In mid-December, traditionally the stadium hosted a Saturday-Sunday NFL doubleheader, with the Giants playing a home game one day and the Jets playing the other. The night between the games was a challenge for the stadium grounds crew, as they only had hours to convert the stadium from one team's colors to the other. As per the NFL schedule, the Giants and the Jets play each other once every four years. In that case, there was a predetermined home team, and a predetermined away team. In those games, the away team gets a rare away game in their own home stadium. The Giants and Jets typically play each other every year in the third week of the NFL Preseason, and the teams annually rotated the home and away teams.

==Replacement and demolition==
As Giants Stadium approached 30 years of age, it was becoming one of the older stadiums in the NFL. The Jets, who were tenants to the Giants, were looking to have a proposed West Side Stadium built in Manhattan. Originally intended to be the 85,000-seat main stadium for New York's bid for the 2012 Summer Olympics, it was designed to be downsized to 75,000 seats for the Jets. However, it would have required significant public funding; progress on the project was halted in 2005 due to opposition from a number of sources, including Cablevision, who owned the nearby Madison Square Garden at the time.

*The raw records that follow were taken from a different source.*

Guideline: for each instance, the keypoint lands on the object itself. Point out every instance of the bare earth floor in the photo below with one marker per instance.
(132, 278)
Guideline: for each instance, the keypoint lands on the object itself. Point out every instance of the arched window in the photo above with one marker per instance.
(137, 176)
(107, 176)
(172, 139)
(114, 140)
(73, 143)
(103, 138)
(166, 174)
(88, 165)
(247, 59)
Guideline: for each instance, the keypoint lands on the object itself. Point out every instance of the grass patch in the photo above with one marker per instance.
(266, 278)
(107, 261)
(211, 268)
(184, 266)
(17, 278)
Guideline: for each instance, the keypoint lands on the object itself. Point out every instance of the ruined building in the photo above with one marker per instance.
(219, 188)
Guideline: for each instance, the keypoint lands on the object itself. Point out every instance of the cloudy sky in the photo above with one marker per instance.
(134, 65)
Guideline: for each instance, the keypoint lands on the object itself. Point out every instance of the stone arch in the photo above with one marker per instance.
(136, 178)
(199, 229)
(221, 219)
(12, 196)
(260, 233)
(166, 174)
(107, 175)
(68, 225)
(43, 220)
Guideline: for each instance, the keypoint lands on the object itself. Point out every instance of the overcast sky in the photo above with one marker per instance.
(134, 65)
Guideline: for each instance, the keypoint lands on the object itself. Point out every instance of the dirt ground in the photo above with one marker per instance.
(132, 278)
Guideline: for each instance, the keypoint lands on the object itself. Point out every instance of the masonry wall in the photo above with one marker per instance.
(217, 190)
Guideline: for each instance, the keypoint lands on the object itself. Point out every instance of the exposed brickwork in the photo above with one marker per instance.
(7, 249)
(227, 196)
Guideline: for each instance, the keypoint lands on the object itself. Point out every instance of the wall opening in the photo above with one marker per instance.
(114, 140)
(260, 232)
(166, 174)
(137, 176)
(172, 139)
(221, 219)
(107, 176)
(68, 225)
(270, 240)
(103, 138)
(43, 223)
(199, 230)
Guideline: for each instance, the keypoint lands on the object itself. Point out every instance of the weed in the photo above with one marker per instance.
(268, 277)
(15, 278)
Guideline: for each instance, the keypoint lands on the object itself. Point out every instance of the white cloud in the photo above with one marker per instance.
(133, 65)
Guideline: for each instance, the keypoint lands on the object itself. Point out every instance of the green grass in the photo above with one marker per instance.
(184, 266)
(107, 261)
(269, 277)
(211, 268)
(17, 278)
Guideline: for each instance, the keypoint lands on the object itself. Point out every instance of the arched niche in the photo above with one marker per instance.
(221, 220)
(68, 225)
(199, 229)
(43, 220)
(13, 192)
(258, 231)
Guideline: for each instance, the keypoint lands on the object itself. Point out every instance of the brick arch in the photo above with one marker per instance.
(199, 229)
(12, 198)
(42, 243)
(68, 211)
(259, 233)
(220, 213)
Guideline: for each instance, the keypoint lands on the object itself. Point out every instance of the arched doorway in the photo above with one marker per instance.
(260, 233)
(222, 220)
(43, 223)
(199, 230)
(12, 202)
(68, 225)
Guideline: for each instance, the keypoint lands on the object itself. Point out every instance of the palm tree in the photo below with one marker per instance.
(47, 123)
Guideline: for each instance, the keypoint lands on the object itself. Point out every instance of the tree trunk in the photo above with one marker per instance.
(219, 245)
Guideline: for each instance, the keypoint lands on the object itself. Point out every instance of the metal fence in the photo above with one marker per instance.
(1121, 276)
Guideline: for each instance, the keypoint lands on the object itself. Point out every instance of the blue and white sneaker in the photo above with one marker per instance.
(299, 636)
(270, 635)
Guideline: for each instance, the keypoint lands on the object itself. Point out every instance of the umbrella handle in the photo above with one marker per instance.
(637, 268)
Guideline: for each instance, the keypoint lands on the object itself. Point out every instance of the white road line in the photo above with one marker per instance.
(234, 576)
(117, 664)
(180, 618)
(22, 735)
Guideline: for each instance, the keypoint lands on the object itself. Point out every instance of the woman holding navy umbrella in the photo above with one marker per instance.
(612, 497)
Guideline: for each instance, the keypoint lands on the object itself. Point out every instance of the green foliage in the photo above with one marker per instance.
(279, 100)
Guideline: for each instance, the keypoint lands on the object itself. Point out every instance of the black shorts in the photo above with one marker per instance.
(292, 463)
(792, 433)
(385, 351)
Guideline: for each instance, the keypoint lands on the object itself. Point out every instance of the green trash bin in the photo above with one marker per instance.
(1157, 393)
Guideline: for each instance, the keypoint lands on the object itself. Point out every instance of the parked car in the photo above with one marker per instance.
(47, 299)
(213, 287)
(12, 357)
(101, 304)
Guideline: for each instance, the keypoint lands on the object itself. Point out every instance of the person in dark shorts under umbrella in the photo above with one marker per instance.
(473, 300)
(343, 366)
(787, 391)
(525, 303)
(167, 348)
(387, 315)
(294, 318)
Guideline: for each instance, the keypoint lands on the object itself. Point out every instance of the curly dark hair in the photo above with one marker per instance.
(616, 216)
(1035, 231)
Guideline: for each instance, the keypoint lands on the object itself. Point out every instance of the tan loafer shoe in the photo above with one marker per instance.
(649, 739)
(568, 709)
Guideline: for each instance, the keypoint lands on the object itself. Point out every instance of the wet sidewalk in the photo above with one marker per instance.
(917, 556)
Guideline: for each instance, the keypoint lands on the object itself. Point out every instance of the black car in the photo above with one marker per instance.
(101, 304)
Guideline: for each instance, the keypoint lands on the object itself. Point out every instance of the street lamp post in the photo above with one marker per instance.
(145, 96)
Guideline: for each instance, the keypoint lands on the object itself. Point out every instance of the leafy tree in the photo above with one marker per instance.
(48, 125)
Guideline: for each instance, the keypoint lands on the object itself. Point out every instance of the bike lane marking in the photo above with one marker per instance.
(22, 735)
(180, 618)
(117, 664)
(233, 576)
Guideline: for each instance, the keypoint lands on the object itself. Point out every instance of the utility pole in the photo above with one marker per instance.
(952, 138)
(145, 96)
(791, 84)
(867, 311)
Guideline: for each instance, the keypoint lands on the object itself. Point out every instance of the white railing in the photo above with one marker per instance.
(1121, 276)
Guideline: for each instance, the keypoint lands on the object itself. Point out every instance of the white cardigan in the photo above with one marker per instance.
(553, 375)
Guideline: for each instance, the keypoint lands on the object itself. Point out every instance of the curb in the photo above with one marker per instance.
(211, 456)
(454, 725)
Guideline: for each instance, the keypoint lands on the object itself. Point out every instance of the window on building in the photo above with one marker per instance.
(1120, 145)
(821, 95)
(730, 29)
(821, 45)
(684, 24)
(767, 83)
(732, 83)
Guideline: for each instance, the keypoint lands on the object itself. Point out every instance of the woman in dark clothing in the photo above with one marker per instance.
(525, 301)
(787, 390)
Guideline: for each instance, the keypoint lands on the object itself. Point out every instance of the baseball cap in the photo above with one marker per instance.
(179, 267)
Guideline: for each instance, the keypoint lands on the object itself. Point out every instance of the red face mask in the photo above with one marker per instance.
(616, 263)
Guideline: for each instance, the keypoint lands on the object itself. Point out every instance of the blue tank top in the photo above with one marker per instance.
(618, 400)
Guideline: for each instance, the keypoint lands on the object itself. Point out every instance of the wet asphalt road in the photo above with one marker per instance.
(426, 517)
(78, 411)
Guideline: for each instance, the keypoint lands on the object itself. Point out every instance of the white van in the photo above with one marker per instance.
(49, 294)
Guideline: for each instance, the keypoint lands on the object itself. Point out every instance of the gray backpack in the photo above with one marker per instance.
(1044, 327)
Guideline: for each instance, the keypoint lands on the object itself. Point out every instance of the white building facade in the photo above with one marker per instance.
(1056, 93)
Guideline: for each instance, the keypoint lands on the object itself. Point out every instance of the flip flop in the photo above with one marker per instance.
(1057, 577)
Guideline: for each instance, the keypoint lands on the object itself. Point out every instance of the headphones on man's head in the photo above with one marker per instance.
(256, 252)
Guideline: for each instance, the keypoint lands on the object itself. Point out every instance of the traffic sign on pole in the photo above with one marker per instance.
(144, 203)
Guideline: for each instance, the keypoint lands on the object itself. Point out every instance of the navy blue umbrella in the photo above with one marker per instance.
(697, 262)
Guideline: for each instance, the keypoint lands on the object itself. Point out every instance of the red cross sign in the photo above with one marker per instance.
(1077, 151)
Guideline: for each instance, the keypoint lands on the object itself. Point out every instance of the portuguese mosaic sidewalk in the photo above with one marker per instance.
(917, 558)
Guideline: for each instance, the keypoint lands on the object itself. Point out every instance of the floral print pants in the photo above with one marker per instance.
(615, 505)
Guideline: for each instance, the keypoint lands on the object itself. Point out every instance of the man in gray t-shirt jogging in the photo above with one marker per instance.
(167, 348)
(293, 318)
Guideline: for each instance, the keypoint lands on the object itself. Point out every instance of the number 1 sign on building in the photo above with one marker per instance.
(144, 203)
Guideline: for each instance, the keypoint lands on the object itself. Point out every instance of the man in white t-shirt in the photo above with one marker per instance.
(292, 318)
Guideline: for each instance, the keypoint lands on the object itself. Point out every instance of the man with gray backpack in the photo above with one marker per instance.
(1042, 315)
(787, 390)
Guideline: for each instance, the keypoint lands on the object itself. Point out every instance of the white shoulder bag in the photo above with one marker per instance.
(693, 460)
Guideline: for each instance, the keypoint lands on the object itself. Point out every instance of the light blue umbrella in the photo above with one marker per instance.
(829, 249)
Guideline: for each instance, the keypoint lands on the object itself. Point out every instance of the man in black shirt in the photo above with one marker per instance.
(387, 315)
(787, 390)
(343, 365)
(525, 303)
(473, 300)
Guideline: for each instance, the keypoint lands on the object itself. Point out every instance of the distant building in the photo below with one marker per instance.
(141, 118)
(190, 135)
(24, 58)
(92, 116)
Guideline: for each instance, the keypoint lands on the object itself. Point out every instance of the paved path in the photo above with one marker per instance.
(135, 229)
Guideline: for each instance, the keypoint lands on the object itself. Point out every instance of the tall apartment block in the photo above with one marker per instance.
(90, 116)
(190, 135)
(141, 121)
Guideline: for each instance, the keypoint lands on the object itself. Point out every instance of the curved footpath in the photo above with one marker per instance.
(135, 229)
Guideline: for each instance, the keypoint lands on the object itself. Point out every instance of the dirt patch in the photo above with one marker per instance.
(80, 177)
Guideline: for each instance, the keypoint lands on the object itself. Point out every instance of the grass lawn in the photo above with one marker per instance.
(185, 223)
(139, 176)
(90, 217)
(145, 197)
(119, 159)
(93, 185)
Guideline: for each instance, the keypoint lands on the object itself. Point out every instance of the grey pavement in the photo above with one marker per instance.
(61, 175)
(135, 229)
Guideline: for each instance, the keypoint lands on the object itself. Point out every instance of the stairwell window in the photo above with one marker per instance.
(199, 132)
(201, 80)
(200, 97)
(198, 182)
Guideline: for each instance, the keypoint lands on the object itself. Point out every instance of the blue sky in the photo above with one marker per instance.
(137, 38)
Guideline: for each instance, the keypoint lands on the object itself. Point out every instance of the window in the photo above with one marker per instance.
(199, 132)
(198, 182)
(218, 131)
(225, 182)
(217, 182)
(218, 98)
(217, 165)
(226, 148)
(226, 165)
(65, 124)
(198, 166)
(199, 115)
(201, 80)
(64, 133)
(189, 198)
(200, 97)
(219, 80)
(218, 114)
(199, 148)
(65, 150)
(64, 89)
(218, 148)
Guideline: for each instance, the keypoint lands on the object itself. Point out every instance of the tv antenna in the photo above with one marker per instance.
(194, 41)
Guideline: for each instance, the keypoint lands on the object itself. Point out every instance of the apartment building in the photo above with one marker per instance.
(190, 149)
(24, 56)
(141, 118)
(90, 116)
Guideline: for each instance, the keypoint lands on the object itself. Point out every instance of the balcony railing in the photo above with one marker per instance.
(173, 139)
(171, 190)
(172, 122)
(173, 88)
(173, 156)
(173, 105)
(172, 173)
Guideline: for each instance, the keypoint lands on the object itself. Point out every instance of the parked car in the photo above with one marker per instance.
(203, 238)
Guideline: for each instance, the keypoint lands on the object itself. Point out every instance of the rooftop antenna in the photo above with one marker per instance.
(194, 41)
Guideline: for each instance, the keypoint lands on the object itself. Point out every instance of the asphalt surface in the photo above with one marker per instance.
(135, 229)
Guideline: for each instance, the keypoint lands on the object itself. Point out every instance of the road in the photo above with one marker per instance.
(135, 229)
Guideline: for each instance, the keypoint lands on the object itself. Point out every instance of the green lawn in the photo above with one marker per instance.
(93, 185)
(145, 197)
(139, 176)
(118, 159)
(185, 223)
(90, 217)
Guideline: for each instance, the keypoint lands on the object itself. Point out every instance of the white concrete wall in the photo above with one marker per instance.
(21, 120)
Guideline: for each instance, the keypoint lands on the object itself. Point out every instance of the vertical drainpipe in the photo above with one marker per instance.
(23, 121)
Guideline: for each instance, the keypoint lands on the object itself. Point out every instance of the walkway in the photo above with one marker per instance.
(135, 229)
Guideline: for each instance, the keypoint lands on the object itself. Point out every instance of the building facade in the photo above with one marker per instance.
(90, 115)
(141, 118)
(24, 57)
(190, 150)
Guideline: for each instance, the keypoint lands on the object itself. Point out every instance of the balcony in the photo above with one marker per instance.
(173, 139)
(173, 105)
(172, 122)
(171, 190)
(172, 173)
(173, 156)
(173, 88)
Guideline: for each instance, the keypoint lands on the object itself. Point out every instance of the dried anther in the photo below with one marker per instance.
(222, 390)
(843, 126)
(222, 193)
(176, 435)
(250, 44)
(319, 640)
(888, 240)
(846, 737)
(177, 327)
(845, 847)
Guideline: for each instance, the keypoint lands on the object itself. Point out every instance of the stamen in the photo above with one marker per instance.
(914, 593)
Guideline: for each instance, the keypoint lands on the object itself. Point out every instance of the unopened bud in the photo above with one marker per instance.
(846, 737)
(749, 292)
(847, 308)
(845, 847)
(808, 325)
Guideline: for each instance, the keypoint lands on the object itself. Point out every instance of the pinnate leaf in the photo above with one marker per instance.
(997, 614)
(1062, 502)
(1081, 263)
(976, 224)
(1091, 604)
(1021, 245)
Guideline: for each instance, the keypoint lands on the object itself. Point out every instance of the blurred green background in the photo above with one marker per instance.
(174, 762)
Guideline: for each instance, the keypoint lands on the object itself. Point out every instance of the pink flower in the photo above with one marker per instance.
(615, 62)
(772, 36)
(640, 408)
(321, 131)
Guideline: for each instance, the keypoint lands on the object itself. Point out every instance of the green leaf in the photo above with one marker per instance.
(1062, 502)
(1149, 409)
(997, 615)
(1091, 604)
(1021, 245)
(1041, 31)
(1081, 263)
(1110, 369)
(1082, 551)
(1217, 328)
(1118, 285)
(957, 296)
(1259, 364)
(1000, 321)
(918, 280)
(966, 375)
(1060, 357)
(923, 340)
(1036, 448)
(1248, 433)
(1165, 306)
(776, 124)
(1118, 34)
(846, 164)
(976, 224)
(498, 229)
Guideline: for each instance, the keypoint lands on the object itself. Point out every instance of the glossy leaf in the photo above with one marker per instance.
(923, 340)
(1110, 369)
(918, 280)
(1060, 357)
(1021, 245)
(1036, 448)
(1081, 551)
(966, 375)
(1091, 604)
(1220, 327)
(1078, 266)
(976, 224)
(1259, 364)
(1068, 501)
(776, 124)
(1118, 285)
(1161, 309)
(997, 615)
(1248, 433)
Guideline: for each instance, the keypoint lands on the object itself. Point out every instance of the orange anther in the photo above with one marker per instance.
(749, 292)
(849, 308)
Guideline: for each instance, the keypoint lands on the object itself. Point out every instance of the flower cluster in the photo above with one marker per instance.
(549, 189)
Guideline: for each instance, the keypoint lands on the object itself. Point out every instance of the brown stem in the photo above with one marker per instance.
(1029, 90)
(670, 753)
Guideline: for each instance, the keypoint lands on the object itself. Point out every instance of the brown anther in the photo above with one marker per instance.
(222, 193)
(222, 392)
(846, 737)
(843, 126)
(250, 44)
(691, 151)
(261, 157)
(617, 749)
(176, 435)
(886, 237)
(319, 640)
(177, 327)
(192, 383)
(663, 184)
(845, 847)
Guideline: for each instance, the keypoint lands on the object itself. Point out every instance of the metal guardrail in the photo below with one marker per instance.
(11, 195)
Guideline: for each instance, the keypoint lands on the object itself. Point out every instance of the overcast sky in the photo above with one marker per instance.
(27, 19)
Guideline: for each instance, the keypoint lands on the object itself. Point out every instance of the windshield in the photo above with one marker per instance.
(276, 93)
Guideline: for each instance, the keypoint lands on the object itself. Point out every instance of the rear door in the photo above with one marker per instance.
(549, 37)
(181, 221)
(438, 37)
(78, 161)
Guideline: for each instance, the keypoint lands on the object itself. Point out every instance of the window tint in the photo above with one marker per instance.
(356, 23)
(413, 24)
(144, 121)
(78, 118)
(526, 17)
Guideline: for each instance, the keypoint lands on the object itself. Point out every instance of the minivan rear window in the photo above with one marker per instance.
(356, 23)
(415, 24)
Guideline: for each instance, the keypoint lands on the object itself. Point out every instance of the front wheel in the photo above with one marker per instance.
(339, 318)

The Giants then entered into a joint venture with the Jets to build a new stadium in which the two New York teams would be equal partners. The architects were tasked with designing a neutral stadium that would still embody the distinct personalities of both franchises. The Giants favored a traditional look of exposed steel framework and rusticated stone while the Jets wanted a sleek and modern look highlighted by metal and glass. With those features in mind the designers used the column/tower dynamic seen in many of Manhattan's skyscrapers as inspiration for the stadium's design.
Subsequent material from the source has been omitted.